Hi! I made a buttermilk chess pie yesterday and the weirdest thing happened. I made one full pie and I had extra dough and filling so I lined some muffin tins with raw dough and filled them just to see what would happen. The crust textures were entirely different! I'm very confused why. The mini pies were flaky and tender, the crust was perfect. On the big pie though, the crust was tough and leathery! The only difference was blinding baking. I blind baked the large pie before adding the filling. I blind baked it at around 400 and then the mini pies were around 350. It definitely wasn't my crust recipe or method because I used the same dough for both. Anyway, I was just wondering if anyone had any thoughts on why the crust textures would be so different. Thank you!

Callie
  • Posted by: Callie
  • November 18, 2018
  • 3014 views
  • 3 Comments

3 Comments

Smaug November 18, 2018
I don't think overbaking a crust can make it tough, I've never noticed it and I have overbaked pies. Since volume is a cube function and area a square function, the proportion of filling to crust will be much higher in the large pie; this could effect the crust through more weight, more moisture absorbed from the filling, or the difference that the thermal mass of the filling would make in the baking characteristics- possibly others I haven't thought of. It would certainly be interesting to do some experiments if you don't mind having a lot of pies around.
 
Hana A. November 18, 2018
Hi Callie - That is interesting! I'm wondering if maybe you took the par baking a bit longer than needed (hence the toughness). Without knowing how long you par baked it, perhaps reducing the time to just 12-15 minutes would help (read more on par baking here: https://food52.com/blog/10858-everything-you-need-to-know-about-par-baking, and our baking pro Erin McDowell's Maple Chess Pie tips here: https://food52.com/recipes/32159-maple-chess-pie).

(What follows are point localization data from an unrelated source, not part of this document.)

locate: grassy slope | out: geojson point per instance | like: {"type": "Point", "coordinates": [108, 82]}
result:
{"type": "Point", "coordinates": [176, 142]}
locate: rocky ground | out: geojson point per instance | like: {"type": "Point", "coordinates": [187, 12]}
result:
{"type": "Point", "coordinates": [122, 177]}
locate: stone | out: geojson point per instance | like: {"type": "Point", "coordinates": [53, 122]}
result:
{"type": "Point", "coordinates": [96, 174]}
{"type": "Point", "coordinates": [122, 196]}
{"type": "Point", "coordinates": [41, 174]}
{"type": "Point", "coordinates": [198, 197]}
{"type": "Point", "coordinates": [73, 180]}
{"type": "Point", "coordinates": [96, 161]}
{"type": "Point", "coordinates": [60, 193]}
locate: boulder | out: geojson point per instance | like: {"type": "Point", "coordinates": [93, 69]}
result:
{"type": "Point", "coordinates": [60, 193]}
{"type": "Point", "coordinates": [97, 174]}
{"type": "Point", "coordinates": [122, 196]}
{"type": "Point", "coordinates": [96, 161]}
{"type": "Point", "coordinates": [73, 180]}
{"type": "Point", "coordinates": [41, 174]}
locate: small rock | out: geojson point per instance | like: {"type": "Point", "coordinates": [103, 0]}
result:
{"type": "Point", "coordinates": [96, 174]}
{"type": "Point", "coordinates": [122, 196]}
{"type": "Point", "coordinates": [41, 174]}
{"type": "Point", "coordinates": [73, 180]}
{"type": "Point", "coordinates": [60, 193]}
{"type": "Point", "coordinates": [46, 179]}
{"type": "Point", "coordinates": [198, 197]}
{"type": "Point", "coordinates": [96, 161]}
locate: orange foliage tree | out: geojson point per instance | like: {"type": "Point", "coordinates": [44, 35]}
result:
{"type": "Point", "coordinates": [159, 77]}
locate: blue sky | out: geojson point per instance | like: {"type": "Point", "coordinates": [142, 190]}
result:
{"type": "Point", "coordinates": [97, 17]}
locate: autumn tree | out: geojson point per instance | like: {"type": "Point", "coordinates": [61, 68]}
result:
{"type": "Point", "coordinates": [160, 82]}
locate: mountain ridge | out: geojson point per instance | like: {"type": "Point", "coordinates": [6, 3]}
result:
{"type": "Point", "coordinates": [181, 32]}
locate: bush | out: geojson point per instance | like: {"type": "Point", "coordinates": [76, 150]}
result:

My theory for your little guys is that the smaller surface area and slightly lower oven temp allowed everything to bake up nice and even, without overdoing it on the custard and giving ample time on the crust.

Would love to know what others think!
 
Callie November 18, 2018
Hmm, that could be! I probably baked it for more than 20. So, in general, over baking can lead to toughness? Thanks for responding!